Moody's Investors Service said today in its U.S. ABS conference that the economic overview looks great with a forecast for strong growth in 2011.
However Moody's warned that coupled with this increasingly positive outlook on the economy is also the rise in the firm's risk outlook. Scott Hoyt, senior director from Moody's Analytics, said that an increase in gas prices may have already led to a decline in consumer confidence.
As a result, spending has begun to slow and it is likely that if gas prices climb higher, to around $150 a barrel, the economy could find itself in a recession.

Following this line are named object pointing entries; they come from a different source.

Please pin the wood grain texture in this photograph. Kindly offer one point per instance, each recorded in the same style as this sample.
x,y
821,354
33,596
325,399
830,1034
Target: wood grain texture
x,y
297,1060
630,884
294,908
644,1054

"With that additional risk and with house prices falling again, we expect that decline to be modest and end by the end of year, we clearly could get into a cycle again of declining prices leading to declining equity and [more] foreclosures [which lead to] more declining prices that puts the economy into a negative spiral," said Hoyt.
The main reason Moody's remains positive on the outlook for economic growth is because of the positive numbers seen in the increase of the labor market. Hoyt said that for the past two months, over 200,000 of jobs have been added, setting a pace that has been fast enough to push the unemployment rate down.
Consumers are likely to be less of a driver of the economy and growth in spending likely to trail the overall economy. Hoyt said that this year and next spending will grow at a healthy pace but Moody's forecast growth at a slower pace than the overall economy.
Part of the reason behind the slow growth is because consumer are not getting huge amounts of income from new jobs and the unemployment rate remains high. "
As consumer try to rebuild assets they need to take action that in the last decade they didn't need to do so we anticipate that the savings rate will remain high," Hoyt said. "We are not going to get the kick that we sometimes do around recoveries from a decline in saving as consumers go on a spending spree."
Another constraint on consumers is the still-tight credit conditions. However,there are signs that the credit market is starting to open. Hoyt expects that consumers will start borrowing again as already seen in the auto market where balances are increasing.
He added that lending standards are beginning to loosen as financial firms realize that it's increasingly harder to grow profits without doing more lending.